Time to bump up Shariah-compliant trade finance facilitation

There is signi cant growth potential for trade nance facilitation to support halal exports, says BNM

By HABHAJAN SINGH / Pic By MUHD AMIN NAHARUL

Bank Negara Malaysia (BNM) plans to bump up Shariah-compliant trade finance facilitation to 10% of total national trade in the next three years, up from the current level hovering at about 3.5%. The central bank has identified it as an “important development priority”.

“Drawing from the intrinsic principles of Shariah which encourages trade and entrepreneurship, the Islamic banking industry is particularly well-placed to support the sustainable growth of productive economic activities,” the central bank commented in the Financial Stability and Payment Systems Report 2016.

“There is significant growth potential for trade finance facilitation to support halal exports which can be seen through the increasing participation of small and medium enterprises in the halal economy, initiated by the government, to meet the strong demand for halal products and services globally.”

The report, released in March 2017 along with the central bank’s annual report, noted that the Islamic finance industry at that point of time represented only 3.4% of total trade, valued at RM50.3 billion, with conventional finance taking the lion’s share at 88.8%, or RM1.32 billion.

In the same report, the central bank announced that it “aspires for Shariah-compliant trade financing to support 10% of total trade in the next three years”.

It noted process inefficiencies that contribute to higher operational risks continue to be a challenge for the banking industry as a whole.

“Banks, including Islamic banks, have increasingly applied technological solutions to streamline trade finance operations and reduce reliance on manual document-intensive business processes.
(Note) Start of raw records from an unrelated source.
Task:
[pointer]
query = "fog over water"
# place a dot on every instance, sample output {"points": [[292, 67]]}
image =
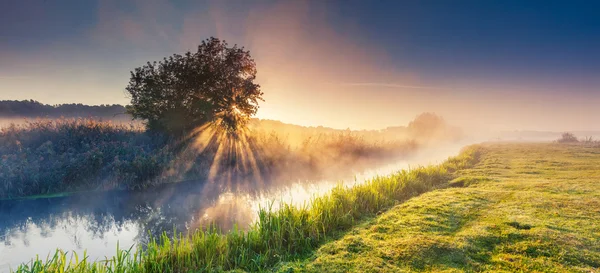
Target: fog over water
{"points": [[98, 222]]}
Six Islamic banks have established a web-based platform supporting more efficient provision of trade finance and working capital management solutions,” it said.
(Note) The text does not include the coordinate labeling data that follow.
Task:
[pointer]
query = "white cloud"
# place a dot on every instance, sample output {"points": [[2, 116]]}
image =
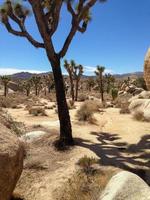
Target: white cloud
{"points": [[9, 71]]}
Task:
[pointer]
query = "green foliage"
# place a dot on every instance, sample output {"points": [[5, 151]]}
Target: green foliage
{"points": [[86, 164], [17, 128]]}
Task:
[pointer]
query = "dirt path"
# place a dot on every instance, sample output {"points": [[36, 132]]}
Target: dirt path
{"points": [[118, 140]]}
To encourage an expanded role of Islamic banks in facilitating trade finance, BNM was prepared to look at a broad range of initiatives, including the integration and digitalisation of trade finance offerings as well as enhancing the availability of trade credit takaful as a risk mitigant.

“These initiatives aim to further improve the efficiencies in trade finance facilitation and connectivity with the trade community in Malaysia,” it said.
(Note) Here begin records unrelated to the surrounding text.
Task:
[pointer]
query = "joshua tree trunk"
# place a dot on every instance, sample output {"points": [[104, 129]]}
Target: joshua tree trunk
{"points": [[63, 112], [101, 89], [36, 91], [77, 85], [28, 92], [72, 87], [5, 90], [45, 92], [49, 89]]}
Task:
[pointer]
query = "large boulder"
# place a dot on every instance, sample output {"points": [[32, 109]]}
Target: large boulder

Under trade financing, CIMB Group Holdings Bhd, for example, provides Accepted Bills-i (AB-i). Here, the bank extends a financing facility extended to a customer to finance his purchases or sales. AB-i purchase is based on the Shariah principle of Murabahah.

The bank also provides the Shariah version of the trust receipt, which is a short-term trade financing facility offered to customers to finance the purchase/import of goods. CIMB’s Trust Receipt-i Shariah Solution is based on the Shariah principle of Murabahah, whereby the customer (buyer) is appointed as an agent for the bank to purchase the goods from the supplier (seller) on behalf of the bank. The bank will then sell the goods to customers at the bank’s sale price which includes a profit margin as agreed upon by both parties payable on a specified future date.

On broadening the intermediation role of the Islamic banking sector, the central bank had noted the increasing importance of Tawarruq financing, which grew over 34% to account for 22.4% of total outstanding Shariah- compliant financing in 2016.

It said the growth has been largely spurred by the commodity trading operation of Bursa Suq Al-Sila which has reduced costs and risks associated with Tawarruq-based transactions. Islamic deposits based on Tawarruq also increased by 7.5% in 2016, reflecting higher demand for fixed rates of return on deposits offered under Tawarruq contracts.

“The increased use of Tawarruq as the underlying contract for Islamic banking business has accelerated efforts to further strengthen capabilities within Islamic banking institutions to effectively manage credit and market risks emanating from trade transactions under the Tawarruq arrangement.

“This would lay the foundation for more innovative applications of tawarruq in combination with other Shariah contracts, as provided under the Shariah standards and operational requirements on tawarruq issued by the bank which came into effect on July 1, 2016,” the report noted.